Hardware Wallets. Alternatively, investors can purchase a hardware wallet, common brands being Ledger or Trezor, or use private wallet options through exchanges like Coinbase and Gemini to store their cryptoassets. When purchasing a hardware wallet, the investor receives both public and private keys, giving them total control, and responsibility, over the cryptoassets. Private hardware wallets also issue investors a 12-word seed phrase as a way to derive the private key. This seed phrase must not be lost because without it wallets, private keys, and ultimately cryptoassets cannot be recovered and the investor risks losing their cryptoassets forever. It is recommended to store the seed phrase in a safe location like a safe or safety deposit box and to have a backup storage option. Merely by memorizing this seed phrase, an investor can access their cryptoassets from anywhere in the world. Ex-US, this is a significant value proposition.
Software wallets. Storage of keys can be managed through wallets installed on your computer or mobile device. Many software wallets are coin-specific, such as Monero wallet, which is used solely for transactions sending and receiving Monero, a cryptocurrency. Since keys are stored on a device, i.e. in hot storage, the wallet is always at risk of being hacked. However, the ease of accessibility via a computer or smartphone allows for swift transfer of funds should the need to do so ever arise.

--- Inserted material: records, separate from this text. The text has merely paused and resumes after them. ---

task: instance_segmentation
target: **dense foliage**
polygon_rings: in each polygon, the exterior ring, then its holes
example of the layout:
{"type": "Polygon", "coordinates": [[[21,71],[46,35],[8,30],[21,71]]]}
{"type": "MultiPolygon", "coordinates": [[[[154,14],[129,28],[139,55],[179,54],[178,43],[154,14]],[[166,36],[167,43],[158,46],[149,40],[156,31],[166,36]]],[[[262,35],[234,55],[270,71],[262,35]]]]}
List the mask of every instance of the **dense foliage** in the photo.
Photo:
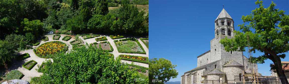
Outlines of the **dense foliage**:
{"type": "Polygon", "coordinates": [[[147,84],[133,81],[139,78],[137,71],[114,60],[109,54],[92,46],[76,48],[70,53],[55,55],[42,69],[43,75],[32,78],[38,84],[147,84]]]}
{"type": "Polygon", "coordinates": [[[171,79],[177,77],[178,73],[175,69],[176,65],[172,64],[169,60],[163,58],[149,60],[149,69],[150,84],[164,84],[171,79]],[[162,80],[162,82],[153,83],[153,79],[162,80]]]}
{"type": "MultiPolygon", "coordinates": [[[[234,38],[226,38],[220,42],[227,51],[243,51],[249,47],[249,52],[254,53],[257,51],[263,53],[263,55],[250,58],[251,62],[264,63],[268,59],[274,63],[271,70],[276,71],[279,76],[285,77],[281,59],[284,59],[286,56],[284,53],[289,51],[289,15],[275,8],[276,4],[273,2],[267,8],[264,8],[262,1],[258,0],[255,3],[259,5],[259,8],[249,15],[242,16],[244,22],[249,24],[238,25],[243,32],[234,31],[234,38]]],[[[288,83],[285,80],[281,81],[286,83],[288,83]]]]}

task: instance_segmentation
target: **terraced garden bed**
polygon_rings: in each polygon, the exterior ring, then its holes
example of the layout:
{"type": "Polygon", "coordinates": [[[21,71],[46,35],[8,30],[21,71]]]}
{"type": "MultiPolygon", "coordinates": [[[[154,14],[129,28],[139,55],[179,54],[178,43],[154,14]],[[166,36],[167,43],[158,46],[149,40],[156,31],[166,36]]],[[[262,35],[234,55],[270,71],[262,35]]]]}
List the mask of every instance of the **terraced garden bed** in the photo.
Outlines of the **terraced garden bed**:
{"type": "Polygon", "coordinates": [[[140,56],[121,55],[121,59],[149,64],[149,58],[140,56]]]}
{"type": "Polygon", "coordinates": [[[30,70],[36,64],[37,64],[37,62],[36,61],[32,60],[25,63],[22,65],[22,66],[27,69],[30,70]]]}

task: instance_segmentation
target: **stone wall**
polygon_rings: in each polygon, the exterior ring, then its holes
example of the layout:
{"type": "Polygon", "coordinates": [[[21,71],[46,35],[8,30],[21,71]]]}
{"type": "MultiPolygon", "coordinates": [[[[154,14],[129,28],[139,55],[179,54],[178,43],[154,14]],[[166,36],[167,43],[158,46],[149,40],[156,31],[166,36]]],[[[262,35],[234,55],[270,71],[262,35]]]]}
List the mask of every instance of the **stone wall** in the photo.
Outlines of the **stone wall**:
{"type": "Polygon", "coordinates": [[[239,74],[242,74],[244,68],[239,66],[231,66],[224,67],[224,72],[226,73],[227,80],[232,80],[235,79],[235,76],[239,76],[239,74]]]}

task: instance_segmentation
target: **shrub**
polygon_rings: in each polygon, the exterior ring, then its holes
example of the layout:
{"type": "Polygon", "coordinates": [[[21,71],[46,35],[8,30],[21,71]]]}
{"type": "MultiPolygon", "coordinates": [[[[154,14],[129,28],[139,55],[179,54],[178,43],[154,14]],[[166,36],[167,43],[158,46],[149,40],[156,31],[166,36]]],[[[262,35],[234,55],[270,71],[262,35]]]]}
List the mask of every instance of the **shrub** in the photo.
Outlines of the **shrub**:
{"type": "Polygon", "coordinates": [[[64,38],[62,38],[62,40],[65,41],[67,41],[71,38],[71,37],[69,36],[65,36],[64,38]]]}
{"type": "Polygon", "coordinates": [[[19,71],[16,70],[12,70],[4,76],[3,78],[3,80],[7,81],[12,79],[20,79],[24,76],[24,75],[19,71]]]}
{"type": "Polygon", "coordinates": [[[109,37],[112,39],[119,39],[125,38],[125,37],[123,36],[117,35],[115,36],[113,35],[110,35],[109,37]]]}
{"type": "Polygon", "coordinates": [[[37,46],[38,45],[39,45],[40,44],[40,43],[39,43],[39,42],[37,42],[36,43],[35,43],[35,44],[33,44],[32,45],[33,45],[33,46],[37,46]]]}
{"type": "Polygon", "coordinates": [[[149,57],[128,55],[119,55],[121,59],[149,64],[149,57]]]}
{"type": "Polygon", "coordinates": [[[21,61],[26,59],[30,57],[30,55],[28,53],[25,53],[23,54],[21,54],[17,57],[17,60],[21,61]]]}
{"type": "Polygon", "coordinates": [[[101,37],[99,38],[95,38],[95,40],[96,40],[96,41],[101,41],[107,40],[108,40],[108,39],[106,38],[106,37],[105,36],[101,37]]]}
{"type": "Polygon", "coordinates": [[[53,38],[52,38],[54,40],[59,40],[59,38],[60,38],[60,37],[61,36],[60,36],[60,35],[59,34],[55,34],[53,35],[53,38]],[[58,38],[56,38],[55,36],[59,36],[58,38]]]}
{"type": "Polygon", "coordinates": [[[43,37],[44,38],[42,38],[42,39],[41,39],[41,40],[43,41],[47,41],[49,40],[48,39],[48,37],[47,37],[47,36],[45,36],[44,37],[43,37]]]}
{"type": "Polygon", "coordinates": [[[36,62],[36,61],[33,60],[30,60],[28,62],[25,63],[24,63],[24,64],[22,65],[22,66],[27,69],[30,70],[31,70],[31,69],[32,69],[32,68],[34,67],[34,66],[35,66],[36,64],[37,64],[37,62],[36,62]],[[32,63],[32,62],[33,62],[34,63],[32,63]],[[26,66],[26,65],[27,65],[29,66],[28,67],[27,67],[26,66]]]}

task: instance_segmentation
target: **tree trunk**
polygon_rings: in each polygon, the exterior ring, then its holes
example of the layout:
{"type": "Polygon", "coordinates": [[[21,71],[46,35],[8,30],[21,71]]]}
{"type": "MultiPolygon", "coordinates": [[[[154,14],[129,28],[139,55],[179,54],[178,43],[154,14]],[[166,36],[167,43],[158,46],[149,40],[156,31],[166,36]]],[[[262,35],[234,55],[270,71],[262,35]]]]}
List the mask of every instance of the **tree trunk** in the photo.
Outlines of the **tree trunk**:
{"type": "Polygon", "coordinates": [[[273,57],[269,58],[273,61],[273,63],[274,63],[274,66],[277,67],[277,68],[275,69],[275,70],[276,72],[278,75],[278,77],[282,77],[279,78],[281,84],[289,84],[288,83],[288,80],[287,80],[287,79],[286,77],[286,76],[285,75],[285,74],[284,73],[284,71],[282,68],[282,64],[281,63],[281,59],[277,55],[273,55],[272,56],[273,56],[273,57]]]}

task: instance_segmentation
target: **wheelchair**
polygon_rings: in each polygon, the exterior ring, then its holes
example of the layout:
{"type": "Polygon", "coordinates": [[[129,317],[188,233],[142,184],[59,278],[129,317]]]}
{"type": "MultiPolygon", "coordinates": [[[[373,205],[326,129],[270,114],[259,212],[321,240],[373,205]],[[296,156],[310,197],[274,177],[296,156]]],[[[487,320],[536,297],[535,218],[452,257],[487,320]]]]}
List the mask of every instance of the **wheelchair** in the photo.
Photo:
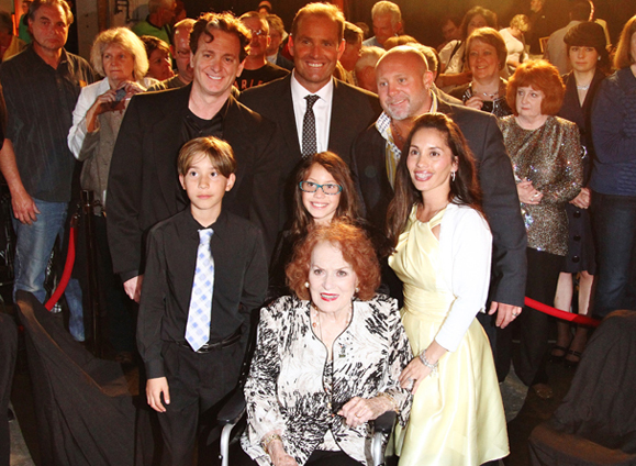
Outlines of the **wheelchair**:
{"type": "MultiPolygon", "coordinates": [[[[230,466],[230,441],[232,431],[238,424],[238,421],[245,415],[245,397],[243,389],[237,389],[227,400],[216,417],[219,425],[223,426],[221,431],[221,466],[230,466]]],[[[394,411],[387,411],[378,419],[372,421],[373,436],[371,441],[371,456],[373,466],[384,464],[384,442],[383,439],[390,435],[395,424],[397,414],[394,411]]]]}

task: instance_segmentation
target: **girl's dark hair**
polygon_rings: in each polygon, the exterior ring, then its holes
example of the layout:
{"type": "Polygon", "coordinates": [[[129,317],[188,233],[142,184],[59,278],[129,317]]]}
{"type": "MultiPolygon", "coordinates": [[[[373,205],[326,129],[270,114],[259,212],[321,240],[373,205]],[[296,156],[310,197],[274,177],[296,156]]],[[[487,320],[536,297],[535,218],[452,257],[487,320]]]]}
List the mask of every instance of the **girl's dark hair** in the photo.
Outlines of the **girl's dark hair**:
{"type": "Polygon", "coordinates": [[[293,186],[293,223],[291,224],[291,234],[294,236],[304,236],[309,228],[313,224],[313,218],[306,211],[302,203],[302,191],[300,182],[306,181],[309,173],[314,165],[322,166],[330,173],[338,185],[343,187],[341,201],[334,213],[334,219],[346,218],[355,221],[360,218],[360,203],[358,195],[354,187],[352,174],[347,164],[333,152],[321,152],[310,155],[302,159],[295,169],[293,186]]]}
{"type": "Polygon", "coordinates": [[[599,68],[603,70],[610,69],[610,54],[605,48],[607,42],[605,32],[600,24],[583,21],[566,33],[564,42],[568,49],[568,58],[570,56],[570,47],[594,47],[599,54],[599,68]]]}
{"type": "Polygon", "coordinates": [[[456,204],[470,206],[481,212],[481,190],[477,181],[475,158],[464,134],[457,124],[444,113],[425,113],[415,120],[398,163],[395,196],[389,204],[387,213],[387,236],[393,247],[398,244],[398,238],[406,226],[413,204],[424,204],[422,193],[411,180],[406,159],[413,136],[419,131],[426,129],[437,130],[445,136],[446,143],[457,160],[455,181],[450,181],[448,200],[456,204]]]}

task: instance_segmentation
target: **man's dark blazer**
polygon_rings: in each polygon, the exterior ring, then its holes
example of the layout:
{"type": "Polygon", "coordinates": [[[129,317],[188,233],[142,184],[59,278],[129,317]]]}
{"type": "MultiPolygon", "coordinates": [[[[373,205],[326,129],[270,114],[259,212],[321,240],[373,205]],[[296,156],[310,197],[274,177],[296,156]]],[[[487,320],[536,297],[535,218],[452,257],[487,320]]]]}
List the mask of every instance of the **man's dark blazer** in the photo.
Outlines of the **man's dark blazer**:
{"type": "MultiPolygon", "coordinates": [[[[241,93],[242,103],[277,123],[286,157],[283,176],[289,176],[302,158],[291,98],[291,76],[290,73],[284,78],[241,93]]],[[[354,141],[381,111],[375,93],[334,79],[328,149],[349,164],[354,141]]]]}
{"type": "MultiPolygon", "coordinates": [[[[143,270],[144,236],[157,222],[188,206],[179,185],[177,156],[187,142],[182,122],[191,85],[131,100],[113,151],[107,213],[114,271],[125,281],[143,270]]],[[[236,158],[236,182],[223,209],[249,219],[264,231],[271,254],[278,233],[280,170],[276,126],[228,98],[223,137],[236,158]]]]}
{"type": "MultiPolygon", "coordinates": [[[[490,300],[523,306],[526,232],[516,185],[501,131],[491,114],[438,100],[437,111],[457,123],[475,154],[483,211],[493,236],[490,300]]],[[[352,169],[367,219],[384,229],[393,198],[386,165],[386,140],[371,124],[356,141],[352,169]]]]}

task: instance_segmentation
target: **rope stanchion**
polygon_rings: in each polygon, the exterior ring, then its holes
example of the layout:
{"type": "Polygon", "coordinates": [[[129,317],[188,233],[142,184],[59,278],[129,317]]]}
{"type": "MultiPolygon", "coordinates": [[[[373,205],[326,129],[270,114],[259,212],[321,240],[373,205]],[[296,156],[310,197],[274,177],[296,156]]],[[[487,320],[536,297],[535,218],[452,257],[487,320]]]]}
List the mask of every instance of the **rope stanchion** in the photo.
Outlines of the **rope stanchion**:
{"type": "Polygon", "coordinates": [[[587,315],[574,314],[572,312],[561,311],[559,309],[544,304],[543,302],[535,301],[534,299],[531,299],[528,297],[525,298],[525,306],[527,306],[528,308],[536,309],[537,311],[543,312],[544,314],[553,315],[557,319],[562,319],[581,325],[599,326],[599,324],[601,323],[601,321],[596,319],[592,319],[587,315]]]}
{"type": "Polygon", "coordinates": [[[48,301],[44,307],[51,311],[55,303],[62,298],[64,291],[66,290],[66,286],[68,285],[68,280],[70,280],[70,274],[72,273],[72,266],[75,265],[75,225],[70,226],[70,231],[68,232],[68,255],[66,256],[66,263],[64,264],[64,273],[62,274],[62,279],[55,289],[55,292],[51,296],[48,301]]]}

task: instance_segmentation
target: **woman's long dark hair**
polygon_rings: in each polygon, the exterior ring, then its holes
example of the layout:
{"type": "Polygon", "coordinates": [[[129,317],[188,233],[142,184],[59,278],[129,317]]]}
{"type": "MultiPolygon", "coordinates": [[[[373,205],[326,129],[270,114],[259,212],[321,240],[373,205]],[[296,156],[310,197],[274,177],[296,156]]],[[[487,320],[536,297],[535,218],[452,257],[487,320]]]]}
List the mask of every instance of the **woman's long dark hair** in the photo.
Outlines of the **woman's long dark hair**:
{"type": "Polygon", "coordinates": [[[426,129],[437,130],[444,134],[446,143],[457,160],[457,171],[455,171],[455,181],[450,181],[448,200],[457,204],[470,206],[481,212],[481,190],[477,181],[475,158],[464,134],[461,134],[457,124],[444,113],[423,114],[415,120],[398,163],[395,196],[389,204],[387,213],[387,235],[393,247],[398,244],[398,238],[406,226],[413,204],[424,204],[422,193],[411,180],[406,159],[409,158],[413,136],[419,131],[426,129]]]}
{"type": "Polygon", "coordinates": [[[291,224],[291,234],[297,237],[304,236],[309,228],[313,224],[313,218],[306,211],[302,203],[302,191],[300,182],[306,181],[309,173],[314,165],[322,166],[334,177],[336,182],[343,187],[341,201],[334,212],[334,219],[346,218],[354,222],[360,215],[360,202],[352,180],[352,174],[347,164],[333,152],[321,152],[302,159],[298,165],[293,186],[293,222],[291,224]]]}

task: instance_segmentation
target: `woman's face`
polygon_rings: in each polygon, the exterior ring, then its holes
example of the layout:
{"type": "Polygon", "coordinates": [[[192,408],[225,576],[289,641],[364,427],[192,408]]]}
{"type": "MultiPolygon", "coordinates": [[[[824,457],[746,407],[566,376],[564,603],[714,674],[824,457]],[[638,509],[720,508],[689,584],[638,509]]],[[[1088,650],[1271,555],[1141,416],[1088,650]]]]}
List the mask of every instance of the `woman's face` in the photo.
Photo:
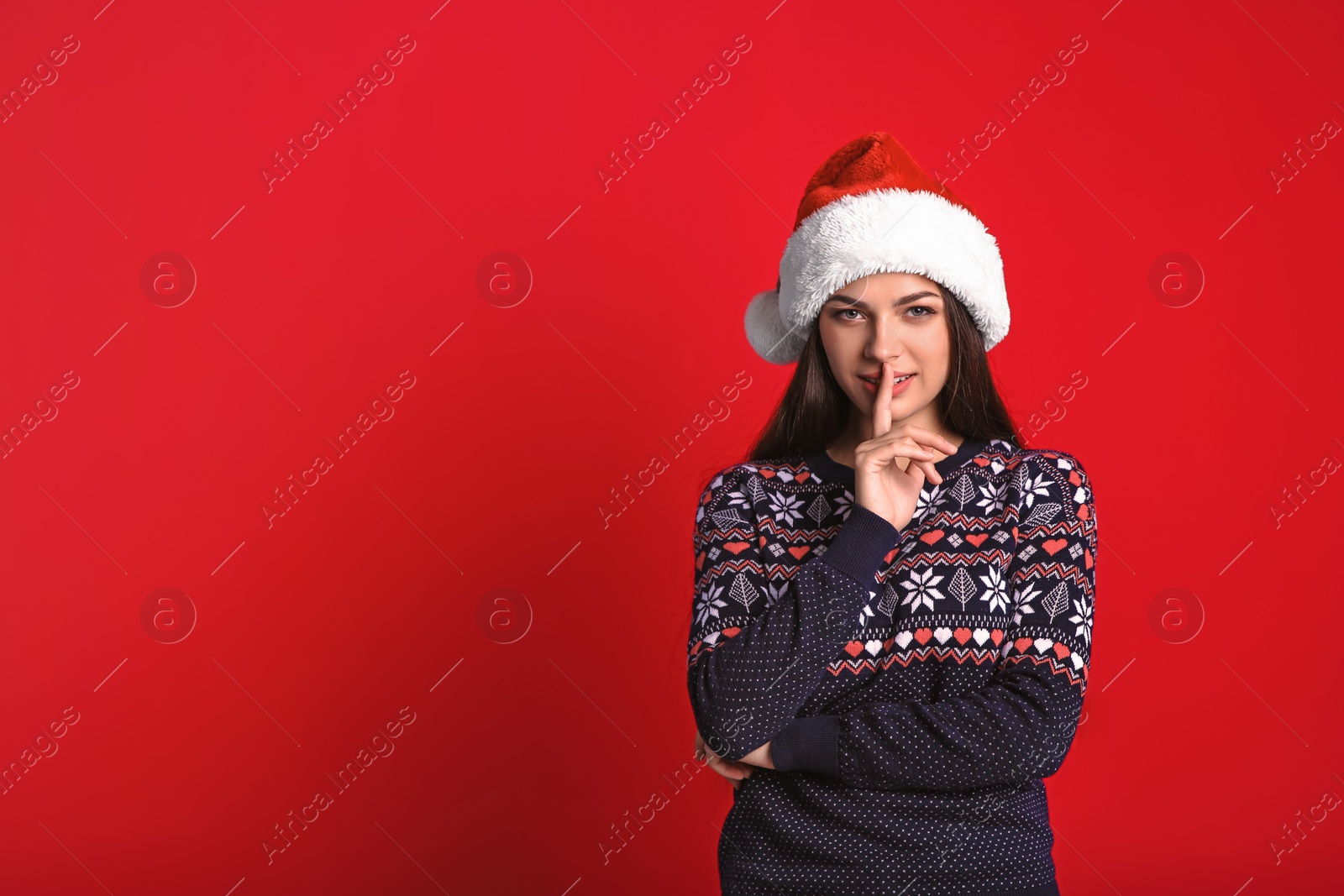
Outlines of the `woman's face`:
{"type": "Polygon", "coordinates": [[[937,424],[930,414],[937,415],[934,399],[952,363],[952,337],[937,283],[919,274],[862,277],[821,306],[818,326],[831,373],[860,412],[871,419],[887,361],[896,376],[891,424],[937,424]]]}

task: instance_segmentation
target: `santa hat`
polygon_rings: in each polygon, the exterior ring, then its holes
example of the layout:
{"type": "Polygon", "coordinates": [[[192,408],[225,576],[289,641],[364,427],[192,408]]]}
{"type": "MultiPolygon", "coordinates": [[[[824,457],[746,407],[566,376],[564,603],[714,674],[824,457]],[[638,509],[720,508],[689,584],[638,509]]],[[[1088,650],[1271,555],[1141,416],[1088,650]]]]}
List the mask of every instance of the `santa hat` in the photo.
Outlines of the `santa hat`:
{"type": "Polygon", "coordinates": [[[792,364],[836,290],[886,271],[921,274],[952,290],[974,318],[986,351],[1008,333],[1008,293],[995,238],[970,206],[879,130],[851,140],[812,175],[780,279],[747,304],[747,341],[765,360],[792,364]]]}

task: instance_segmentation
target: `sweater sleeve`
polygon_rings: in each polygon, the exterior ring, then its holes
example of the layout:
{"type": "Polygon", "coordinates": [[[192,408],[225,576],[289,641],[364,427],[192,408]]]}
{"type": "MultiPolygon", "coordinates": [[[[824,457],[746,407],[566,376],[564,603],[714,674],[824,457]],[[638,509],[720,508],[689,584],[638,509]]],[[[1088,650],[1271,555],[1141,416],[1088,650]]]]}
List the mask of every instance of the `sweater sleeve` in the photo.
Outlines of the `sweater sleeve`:
{"type": "MultiPolygon", "coordinates": [[[[1027,454],[1005,501],[1016,611],[989,681],[966,696],[874,701],[793,720],[775,770],[870,790],[965,791],[1055,774],[1073,743],[1091,650],[1097,516],[1073,457],[1027,454]]],[[[935,662],[935,660],[925,660],[935,662]]]]}
{"type": "Polygon", "coordinates": [[[700,735],[726,759],[797,715],[872,615],[878,570],[899,540],[896,527],[853,504],[829,545],[790,547],[792,497],[738,465],[710,482],[696,509],[687,688],[700,735]],[[777,559],[789,555],[806,560],[777,559]]]}

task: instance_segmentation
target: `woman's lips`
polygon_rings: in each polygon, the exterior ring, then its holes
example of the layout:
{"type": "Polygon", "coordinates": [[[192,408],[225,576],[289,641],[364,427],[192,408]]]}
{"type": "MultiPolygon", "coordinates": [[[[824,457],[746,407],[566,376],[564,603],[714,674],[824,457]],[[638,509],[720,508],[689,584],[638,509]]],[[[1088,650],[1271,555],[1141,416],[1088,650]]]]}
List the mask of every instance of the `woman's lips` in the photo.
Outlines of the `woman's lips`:
{"type": "MultiPolygon", "coordinates": [[[[911,380],[914,380],[914,377],[915,377],[915,373],[910,373],[910,375],[906,376],[906,379],[903,379],[903,380],[900,380],[898,383],[892,383],[891,384],[891,398],[895,398],[895,396],[900,395],[902,392],[905,392],[907,388],[910,388],[910,383],[911,383],[911,380]]],[[[878,394],[878,384],[876,383],[874,383],[872,380],[866,379],[863,376],[860,376],[859,380],[863,383],[863,387],[866,390],[868,390],[874,395],[878,394]]]]}

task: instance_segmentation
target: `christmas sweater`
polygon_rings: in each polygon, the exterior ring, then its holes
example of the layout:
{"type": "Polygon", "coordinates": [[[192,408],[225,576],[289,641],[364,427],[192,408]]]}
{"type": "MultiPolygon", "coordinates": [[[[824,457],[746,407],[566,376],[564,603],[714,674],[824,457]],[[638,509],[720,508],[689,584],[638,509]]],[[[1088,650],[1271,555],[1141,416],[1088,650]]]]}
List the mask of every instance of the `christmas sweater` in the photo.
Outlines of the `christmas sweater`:
{"type": "Polygon", "coordinates": [[[898,529],[825,453],[737,463],[695,514],[687,686],[734,791],[724,893],[1058,893],[1047,778],[1087,689],[1077,458],[965,439],[898,529]]]}

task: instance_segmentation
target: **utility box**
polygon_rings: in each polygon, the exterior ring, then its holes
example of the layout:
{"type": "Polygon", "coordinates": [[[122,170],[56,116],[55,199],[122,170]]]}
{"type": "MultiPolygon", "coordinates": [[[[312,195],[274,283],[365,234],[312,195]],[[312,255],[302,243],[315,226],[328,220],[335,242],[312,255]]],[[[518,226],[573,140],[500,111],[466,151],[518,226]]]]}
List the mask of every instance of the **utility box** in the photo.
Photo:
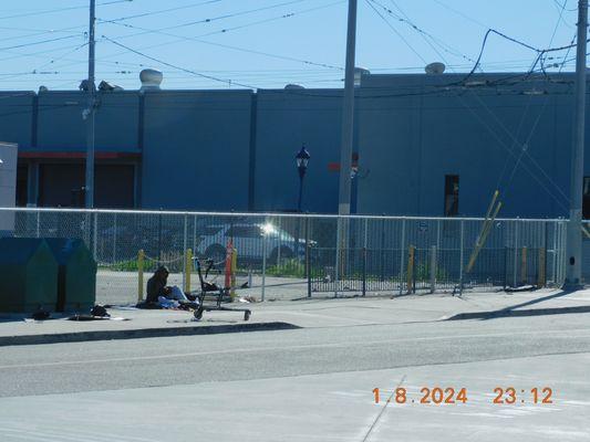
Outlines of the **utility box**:
{"type": "Polygon", "coordinates": [[[58,262],[48,243],[35,238],[0,239],[0,312],[53,312],[58,262]]]}
{"type": "Polygon", "coordinates": [[[90,312],[96,301],[96,262],[82,240],[46,238],[59,265],[56,312],[90,312]]]}

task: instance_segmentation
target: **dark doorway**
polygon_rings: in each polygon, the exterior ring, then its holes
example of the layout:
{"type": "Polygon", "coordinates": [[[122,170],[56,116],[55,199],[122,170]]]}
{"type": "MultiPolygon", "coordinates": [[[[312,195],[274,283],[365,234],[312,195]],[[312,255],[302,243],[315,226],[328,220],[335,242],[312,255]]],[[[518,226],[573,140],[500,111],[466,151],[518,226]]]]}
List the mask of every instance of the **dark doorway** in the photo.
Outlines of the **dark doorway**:
{"type": "Polygon", "coordinates": [[[25,207],[29,194],[29,165],[17,166],[17,206],[25,207]]]}
{"type": "Polygon", "coordinates": [[[445,175],[445,217],[459,213],[459,176],[445,175]]]}
{"type": "MultiPolygon", "coordinates": [[[[131,209],[135,201],[133,165],[96,165],[94,206],[131,209]]],[[[39,169],[39,204],[74,207],[85,204],[83,164],[44,164],[39,169]]]]}

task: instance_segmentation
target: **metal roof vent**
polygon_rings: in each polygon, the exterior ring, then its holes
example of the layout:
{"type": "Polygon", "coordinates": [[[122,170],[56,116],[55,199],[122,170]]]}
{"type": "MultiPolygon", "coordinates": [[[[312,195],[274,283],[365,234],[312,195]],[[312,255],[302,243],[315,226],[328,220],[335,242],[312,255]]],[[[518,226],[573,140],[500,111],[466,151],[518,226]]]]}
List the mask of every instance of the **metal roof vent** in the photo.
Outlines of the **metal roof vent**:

Paper wallets. Keys stored in a paper wallet are exactly as they sound: on paper. Investors have the option to store their public and private keys offline and, in this instance, the investor has physical possession of their keys. Physical possession allows the investor full control, as he or she can store the information in any location they deem secure. For this reason, many believe this method of storage to be more secure than others; the investor has physical possession of their private keys and, in turn, possession of their cryptoassets.
The storage of keys is an extremely important decision for investors, and advisors investing on behalf of clients must consider the pros and cons of each option including the level of security, compliance, and reputation of the digital wallet company or exchange. No asset is “risk-free,” but many of the early security concerns around the idea of “digital cash” have been laid to rest.
Conclusion
Public and private keys allow investors to be self-sovereign over their cryptoasset investments. The keys allow for anonymity, control of cryptoassets, and the ability to send or travel with funds anywhere in the world. The tradeoff for greater control is greater responsibility. In traditional finance, if your bank account is hacked, you can go to your local branch and they will help to recover your funds. In contrast, if your cryptoassets are stolen or your wallet is hacked, there is no central authority to help you recover your assets – they are gone forever.
Never forget, “not your keys, not your bitcoin”.